I Divoratori
Di Stefano Sgambati
Edizioni Mondadori
Quarta di copertina:
Una cena importante nel più lussuoso e alla moda locale milanese: il prestigioso “Palazzo Senso”,
ristorante gestito dal famosissimo chef Franco Ceravolo, all’interno dell’altrettanto esclusivo hotel
Principe di Savoia. La piovosa serata ha questa volta degli ospiti d’onore eccezionali, capaci di
focalizzare ed attrarre gli sguardi e le attenzioni di tutti nella sala. Si tratta del divo holliwoodiano
Daniel William King, l’uomo dalla bellezza assoluta, e della ugualmente famosa, impeccabile
moglie, l’attrice Sally Parson. Una coppia perfetta e distaccata a cui successo, onori e fortune
arridono copiosi La loro storia riempie i giornali di gossip di tutto il mondo e la sola loro presenza
sancisce il sicuro successo di un qualsiasi evento mondano.
Gli altri avventori, chi casualmente, come Saverio ed Elena o il noto professore Giordano e la sua
giovane ammiratrice Frida, chi intenzionalmente come la chiassosa, bizzarra famiglia del maitre,
avvertita dal figlio della presenza dei due attori quella sera, si troveranno a condividere l’esperienza
di comprimari, insieme alla staff del ristorante, in questo scenario apparentemente raffinato, che
però rivelerà i retroscena della presenza di tutti loro in quel luogo. Ma sarà proprio l’ospite
principale, il famoso ed acclamato attore di Holliwood a scompigliare la natura tranquilla e formale
del simposio, lasciando che l’irrazionalità prenda il sopravvento.
Recensione
In una circostanza conviviale, lussuosa e glamour di una rilassata, piovosa serata milanese, si
intrecciano storie di persone apparentemente normali che si ritrovano nello stesso contesto con due
star cinematografiche.
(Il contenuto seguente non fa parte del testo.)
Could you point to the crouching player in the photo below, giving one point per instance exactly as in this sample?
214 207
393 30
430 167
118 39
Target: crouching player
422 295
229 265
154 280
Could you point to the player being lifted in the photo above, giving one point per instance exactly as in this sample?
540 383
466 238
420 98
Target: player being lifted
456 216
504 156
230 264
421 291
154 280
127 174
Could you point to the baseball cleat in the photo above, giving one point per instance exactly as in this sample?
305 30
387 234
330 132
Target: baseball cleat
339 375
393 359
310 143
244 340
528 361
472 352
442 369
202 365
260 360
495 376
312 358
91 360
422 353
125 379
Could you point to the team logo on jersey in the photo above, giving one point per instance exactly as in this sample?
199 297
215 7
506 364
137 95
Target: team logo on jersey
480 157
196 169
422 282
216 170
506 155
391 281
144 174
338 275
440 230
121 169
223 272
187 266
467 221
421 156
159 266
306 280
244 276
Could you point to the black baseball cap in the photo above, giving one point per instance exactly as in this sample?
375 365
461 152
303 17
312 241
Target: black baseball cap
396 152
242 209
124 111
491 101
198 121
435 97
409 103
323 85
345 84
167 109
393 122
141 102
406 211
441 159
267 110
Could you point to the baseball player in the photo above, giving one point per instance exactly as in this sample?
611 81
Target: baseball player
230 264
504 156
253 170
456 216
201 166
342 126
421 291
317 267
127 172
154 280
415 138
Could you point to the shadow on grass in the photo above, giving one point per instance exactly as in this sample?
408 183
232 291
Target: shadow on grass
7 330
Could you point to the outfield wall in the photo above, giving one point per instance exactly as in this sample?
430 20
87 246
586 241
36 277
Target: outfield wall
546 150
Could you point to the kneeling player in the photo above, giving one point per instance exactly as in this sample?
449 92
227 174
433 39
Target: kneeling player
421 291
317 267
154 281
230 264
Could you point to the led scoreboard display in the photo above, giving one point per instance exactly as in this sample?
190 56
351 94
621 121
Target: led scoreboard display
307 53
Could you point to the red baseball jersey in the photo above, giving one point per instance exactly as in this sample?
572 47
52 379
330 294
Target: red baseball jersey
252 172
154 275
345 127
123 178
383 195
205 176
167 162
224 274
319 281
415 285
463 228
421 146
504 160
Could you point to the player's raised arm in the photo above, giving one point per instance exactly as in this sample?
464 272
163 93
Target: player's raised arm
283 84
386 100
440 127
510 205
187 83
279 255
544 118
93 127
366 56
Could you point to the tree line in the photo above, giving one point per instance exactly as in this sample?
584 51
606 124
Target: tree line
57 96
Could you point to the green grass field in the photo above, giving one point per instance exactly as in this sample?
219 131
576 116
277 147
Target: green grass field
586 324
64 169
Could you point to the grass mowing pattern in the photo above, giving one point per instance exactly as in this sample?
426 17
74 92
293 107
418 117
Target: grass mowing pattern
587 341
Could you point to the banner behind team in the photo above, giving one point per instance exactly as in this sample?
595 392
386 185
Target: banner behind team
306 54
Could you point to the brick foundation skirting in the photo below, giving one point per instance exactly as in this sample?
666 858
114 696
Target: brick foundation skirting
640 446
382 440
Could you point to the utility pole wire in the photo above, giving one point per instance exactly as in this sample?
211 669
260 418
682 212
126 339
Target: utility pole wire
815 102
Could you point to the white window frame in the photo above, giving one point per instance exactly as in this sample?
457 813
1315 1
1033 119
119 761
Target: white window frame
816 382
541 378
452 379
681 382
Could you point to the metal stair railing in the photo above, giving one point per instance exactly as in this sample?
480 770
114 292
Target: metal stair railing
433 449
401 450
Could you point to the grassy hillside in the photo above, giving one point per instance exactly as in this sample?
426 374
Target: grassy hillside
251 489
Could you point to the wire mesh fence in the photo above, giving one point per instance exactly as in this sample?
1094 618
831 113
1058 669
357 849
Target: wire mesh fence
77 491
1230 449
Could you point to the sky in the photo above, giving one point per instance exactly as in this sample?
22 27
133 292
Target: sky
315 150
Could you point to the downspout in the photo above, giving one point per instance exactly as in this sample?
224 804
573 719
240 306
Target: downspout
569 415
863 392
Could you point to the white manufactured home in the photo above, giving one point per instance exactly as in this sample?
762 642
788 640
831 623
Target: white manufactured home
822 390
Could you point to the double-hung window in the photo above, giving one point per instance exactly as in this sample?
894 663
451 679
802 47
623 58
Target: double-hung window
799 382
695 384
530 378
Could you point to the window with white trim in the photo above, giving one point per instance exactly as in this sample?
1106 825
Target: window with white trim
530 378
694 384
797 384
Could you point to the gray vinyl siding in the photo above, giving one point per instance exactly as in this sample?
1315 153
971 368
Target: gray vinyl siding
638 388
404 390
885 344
Ognuno di loro con le proprie debolezze interiori, con i propri scheletri
nell’armadio e grandi o piccole frustrazioni. Stefano Sgambati ci fa entrare in una scena di formale
ordinarietà, dalla quale trae le tracce invisibili di una disfatta e decadenza profonde eppure normali,
banali quasi.
“Seduti in quel taxi Saverio ed Elena non parlavano.
Complici di omicidio, l’omicidio della loro parte migliore, la più promettente,
solo ogni tanto si arrischiavano a dire cose senza importanza, bighellonavano
attorno al cantiere del loro imbarazzo, ma quasi mai era un vero dialogo.
Non conoscersi era tutto, era ingombrante: non conoscersi era terribile.
Il sesso era stato uno sbaglio. Dopo, tutto si era fermato: come se una mano
avesse sfilato dai loro corpi gli scheletri e lasciato soltanto sacche vuote di carne:”
Un criterio di scrittura amaro e impietoso, capace nello stesso tempo di giocare con le parole e le
suggestioni, mentre analizza in una disamina profonda, intima le pulsioni sotterranee, le
motivazioni più nascoste dell’agire, sia dell’amina umana individuale, sia dei meccanismi
dell’esistenza in comune. Così che Saverio ed Elena, il professor Giordano e la sua giovanissimi
accompagnatrice Frida, il maȋtre Carlo, gli stessi autorevoli ospiti holliwoodiani ci svelano, in questo angolo sospeso tra formalismi e mediocrità, gli smarrimenti e le debolezze, le cattiverie ed i
tormenti, i vuoti che agitano le loro vite.
“Guardò il doppio fondo nei suoi stessi occhi allo specchio, occhi che ammiccavano
e si assottigliavano, e se un vago lampo di autodifesa si accese, questo stava
nell’impulso improvviso di accanirsi non più su se stesso ma su quel riflesso grottesco che aveva mandato a memoria e con lui il mondo intero.”
L’autore plasma i suoi personaggi, crea il loro spessore “immorale”, sotterraneo, nascosto che
culminerà con l’irrimediabile, con il plateale palesamento della verità o della pazzia individuale e
collettiva. La tematica è affascinante e disorientante al tempo stesso. Riporta ai concetti presenti
nella filmografia di Ingmar Bergman o a certe sottolineature sociologiche di Luis Bunuel. Incide la
pelle della nostra società, quella più in vista, la più invidiata, acclamata, per portarne alla luce
ancora una volta, le incongruenze di fondo, gli appetiti e le rovinose, autorevoli sconfitte quali
esseri umani.
Ma forse ancora la speranza aleggia sottile, quasi impercettibile: nella vita davvero normale, nei
difetti non celati, nella spontanea semplicità.